Monday, February 07, 2011

Improving your cognitive toolkit - part II

This posts continues my abstracting of some of my favorite responses to the Edge.org annual question "What scientific concept would improve everybody's cognitive toolkit?"

Martin Seligman - PERMA
Is global well being possible?...The elements of well being must be exclusive, measurable independently of each other, and ideally, exhaustive. I believe there are five such elements and they have a handy acronym, PERMA, a shorthand abstraction for the enabling conditions of life:

P Positive Emotion
E Engagement
R Positive Relationships
M Meaning and Purpose
A Accomplishment

There has been forward movement in the measurement of these over the last decade. Taken together PERMA forms a more comprehensive index of well being than "life satisfaction" and it allows for the combining of objective and subjective indicators. PERMA can index the well being of individuals, of corporations, and of cities. The United Kingdom has now undertaken the measurement of well being for the nation and as one criterion — in addition to Gross Domestic Product — of the success of its public policy.
Steven Pinker - Positive-Sum Games
...when people become consciously aware of the game-theoretic structure of their interaction (that is, whether it is positive-, negative-, or zero-sum), they can make choices that bring them valuable outcomes — like safety, harmony, and prosperity — without their having to become more virtuous, noble, or pure...Some examples. Squabbling colleagues or relatives agree to swallow their pride, take their losses, or lump it to enjoy the resulting comity rather than absorbing the costs of continuous bickering in hopes of prevailing in a battle of wills. Two parties in a negotiation split the difference in their initial bargaining positions to "get to yes."

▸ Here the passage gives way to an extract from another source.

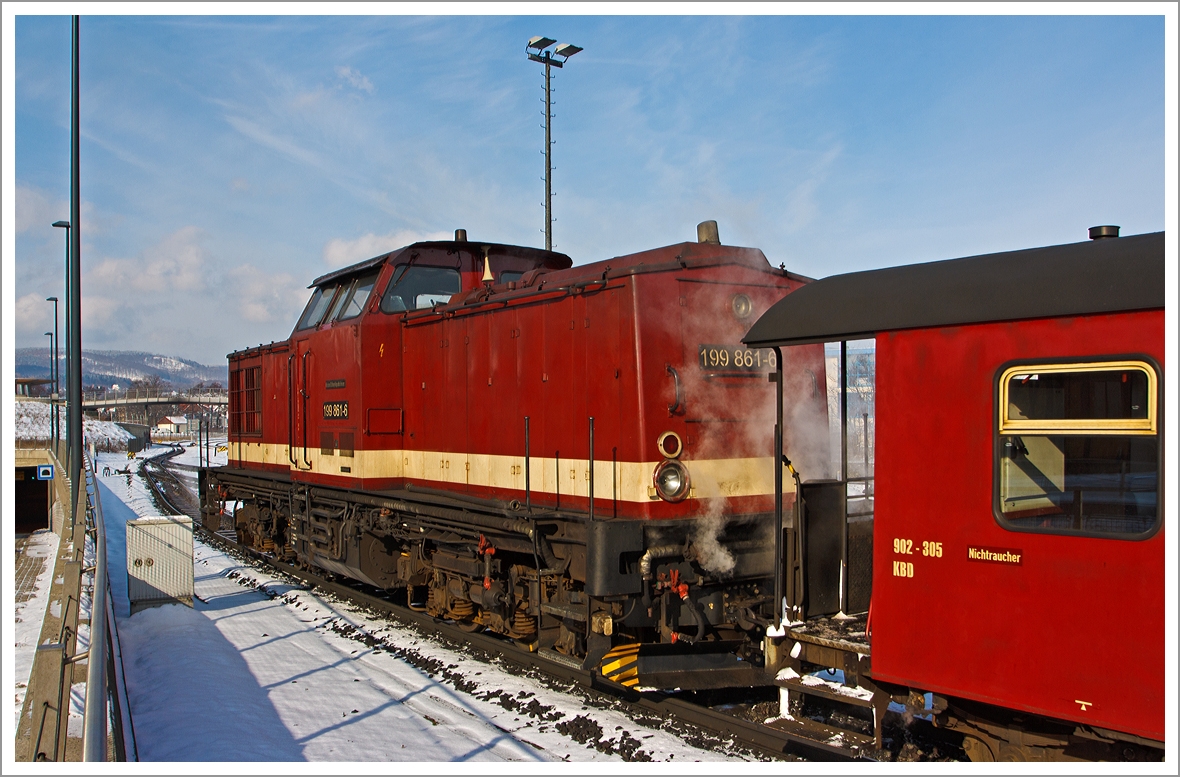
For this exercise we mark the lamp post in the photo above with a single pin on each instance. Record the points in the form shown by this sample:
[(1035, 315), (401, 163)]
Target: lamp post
[(53, 392), (57, 377), (65, 224), (537, 51)]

Has an increasing awareness of the zero- or nonzero-sumness of interactions in the decades since 1950 (whether referred to in those terms or not) actually led to increased peace and prosperity in the world? It's not implausible. International trade and membership in international organizations has soared in the decades that game-theoretic thinking has infiltrated popular discourse. And perhaps not coincidentally, the developed world has seen both spectacular economic growth and a historically unprecedented decline in several forms of institutionalized violence, such as war between great powers, war between wealthy states, genocides, and deadly ethnic riots. Since the 1990s these gifts have started to accrue to the developing world as well, in part because they have switched their foundational ideologies from ones that glorify zero-sum class and national struggle to ones that glorify positive-sum market cooperation. (All these claims can be documented from the literature in international studies.)

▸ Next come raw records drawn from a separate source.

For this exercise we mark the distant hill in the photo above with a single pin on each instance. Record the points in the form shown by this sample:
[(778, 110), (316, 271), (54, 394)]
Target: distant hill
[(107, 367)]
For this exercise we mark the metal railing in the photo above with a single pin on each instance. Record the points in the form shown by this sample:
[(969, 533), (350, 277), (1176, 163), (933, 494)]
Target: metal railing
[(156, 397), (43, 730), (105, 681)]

The enriching and pacifying effects of participation in positive-sum games long antedate the contemporary awareness of the concept. The biologists John Maynard Smith and Eörs Szathmáry have argued that an evolutionary dynamic which creates positive-sum games drove the major transitions in the history of life: the emergence of genes, chromosomes, bacteria, cells with nuclei, organisms, sexually reproducing organisms, and animal societies. In each transition, biological agents entered into larger wholes in which they specialized, exchanged benefits, and developed safeguards to prevent one from exploiting the rest to the detriment of the whole. The journalist Robert Wright sketched a similar arc in his book Nonzero and extended it to the deep history of human societies. An explicit recognition among literate people of the shorthand abstraction "positive-sum game" and its relatives may be extending a process in the world of human choices that has been operating in the natural world for billions of years.